Thursday, April 13, 2017

The beginning of the work of the people


Another little extract from my collection of reflections on the Antiphons in the Breviary.

Antiphon on Magnificat
As they were eating † Jesus took bread, and blessed it, and brake it, and gave it to His disciples.

Reflection
From this moment on, the Body of Christ is broken for us, and there is no stopping the sequence of events that must follow. The sacrifice is truly made here at this table, and what follows is inextricably bound up with it. Every action now becomes a work of the people, a liturgy, as we respond to the Mystery that Our Lord has begun, and as we receive Him at His own hands.
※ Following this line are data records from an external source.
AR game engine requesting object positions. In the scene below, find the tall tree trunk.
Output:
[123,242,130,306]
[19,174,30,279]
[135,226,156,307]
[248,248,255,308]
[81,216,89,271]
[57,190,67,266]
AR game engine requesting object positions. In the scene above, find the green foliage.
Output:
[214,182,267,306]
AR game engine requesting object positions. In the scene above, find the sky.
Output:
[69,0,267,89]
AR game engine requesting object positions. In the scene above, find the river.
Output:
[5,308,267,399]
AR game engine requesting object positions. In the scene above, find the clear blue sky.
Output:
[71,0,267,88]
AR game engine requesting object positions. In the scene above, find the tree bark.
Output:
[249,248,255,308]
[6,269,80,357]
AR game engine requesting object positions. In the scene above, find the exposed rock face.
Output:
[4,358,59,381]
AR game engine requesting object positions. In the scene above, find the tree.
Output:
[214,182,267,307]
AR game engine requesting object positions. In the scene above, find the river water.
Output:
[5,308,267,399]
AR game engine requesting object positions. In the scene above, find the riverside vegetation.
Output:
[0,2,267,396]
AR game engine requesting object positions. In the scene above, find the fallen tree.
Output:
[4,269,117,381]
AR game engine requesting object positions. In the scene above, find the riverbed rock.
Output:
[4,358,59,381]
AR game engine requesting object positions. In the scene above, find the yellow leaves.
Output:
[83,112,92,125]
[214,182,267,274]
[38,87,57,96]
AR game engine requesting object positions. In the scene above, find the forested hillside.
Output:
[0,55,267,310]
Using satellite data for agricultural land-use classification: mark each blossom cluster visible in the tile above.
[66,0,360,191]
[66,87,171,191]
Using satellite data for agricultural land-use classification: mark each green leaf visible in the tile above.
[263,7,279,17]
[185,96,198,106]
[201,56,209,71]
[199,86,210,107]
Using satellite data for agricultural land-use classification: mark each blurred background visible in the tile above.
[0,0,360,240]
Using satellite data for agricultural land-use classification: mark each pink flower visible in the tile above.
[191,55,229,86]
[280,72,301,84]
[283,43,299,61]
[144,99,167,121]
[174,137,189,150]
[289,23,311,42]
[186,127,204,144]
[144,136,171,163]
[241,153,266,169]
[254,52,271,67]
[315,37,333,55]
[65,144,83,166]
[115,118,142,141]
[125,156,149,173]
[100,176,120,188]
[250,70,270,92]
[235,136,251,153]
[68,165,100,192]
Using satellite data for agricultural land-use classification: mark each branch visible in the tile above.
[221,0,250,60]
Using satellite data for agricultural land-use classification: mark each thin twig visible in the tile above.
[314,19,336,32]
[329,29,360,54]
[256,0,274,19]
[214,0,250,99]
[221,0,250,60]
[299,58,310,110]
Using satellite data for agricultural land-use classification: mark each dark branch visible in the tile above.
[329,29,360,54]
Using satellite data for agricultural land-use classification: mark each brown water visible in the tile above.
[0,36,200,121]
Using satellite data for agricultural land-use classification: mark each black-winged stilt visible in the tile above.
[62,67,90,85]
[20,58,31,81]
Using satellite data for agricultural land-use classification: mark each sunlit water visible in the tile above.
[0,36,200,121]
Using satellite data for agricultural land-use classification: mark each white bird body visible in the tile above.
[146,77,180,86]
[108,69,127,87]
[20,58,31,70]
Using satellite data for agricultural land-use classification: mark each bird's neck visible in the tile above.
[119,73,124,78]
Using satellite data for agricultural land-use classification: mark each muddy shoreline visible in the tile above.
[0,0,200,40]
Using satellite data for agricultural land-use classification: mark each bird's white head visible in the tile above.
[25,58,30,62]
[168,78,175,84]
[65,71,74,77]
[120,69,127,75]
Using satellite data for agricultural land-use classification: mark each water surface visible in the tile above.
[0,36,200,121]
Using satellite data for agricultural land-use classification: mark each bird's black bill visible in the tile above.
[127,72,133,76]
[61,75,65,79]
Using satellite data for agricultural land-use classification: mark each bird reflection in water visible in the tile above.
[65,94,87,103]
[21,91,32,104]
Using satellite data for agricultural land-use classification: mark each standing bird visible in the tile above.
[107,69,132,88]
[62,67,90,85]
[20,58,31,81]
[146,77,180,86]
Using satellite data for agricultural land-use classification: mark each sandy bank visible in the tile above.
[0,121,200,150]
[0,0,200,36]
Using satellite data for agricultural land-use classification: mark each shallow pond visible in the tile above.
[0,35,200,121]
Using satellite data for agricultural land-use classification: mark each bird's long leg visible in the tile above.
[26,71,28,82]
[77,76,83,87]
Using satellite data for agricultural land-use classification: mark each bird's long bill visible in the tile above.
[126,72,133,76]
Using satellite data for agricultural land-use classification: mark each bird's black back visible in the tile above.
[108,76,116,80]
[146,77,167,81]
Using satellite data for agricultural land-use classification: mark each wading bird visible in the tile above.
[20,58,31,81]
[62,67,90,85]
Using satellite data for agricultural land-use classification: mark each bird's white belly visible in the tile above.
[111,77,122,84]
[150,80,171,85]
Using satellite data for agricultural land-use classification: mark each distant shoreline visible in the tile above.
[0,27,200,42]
Here begins the bending of the fabric of reality itself as we are commanded to make this memory more than an exercise of the mind but also an exercise of Creation. Only God can do this, for He alone can command what He has made with such complete dexterity and intent.

Here, the strange and unique interaction of paradoxes confounds earthly thought: the Invulnerable God and Vulnerable Man; the Eternal God and Mortal Man; the Transcendent God and Immanent Man. The more we ponder the tension between how these natures can be wrapped up within Jesus, the more the mind stares into a bewildering chasm of the Godhead and yet how completely the soul is enveloped in Love! Bread becomes Body; Wine becomes Blood; and Humanity can partake of the same Divinity which itself partakes of Humanity.

Our Salvation starts here, though “starts” is the wrong word for it, for it has started, starts and will start beyond our Time and Space. Nonetheless, if we fix our attention on the Mysterious Miracle being wrought here, this is where we will encounter our Salvation. Let us not forget the cost, though.

Collect
(As at the previous Vespers) Almighty God, we beseech Thee graciously to behold this Thy family, for which our Lord Jesus Christ was contented to be betrayed, and given up into the hands of wicked men, and to suffer death upon the cross: [Silently] Who with Thee… liveth.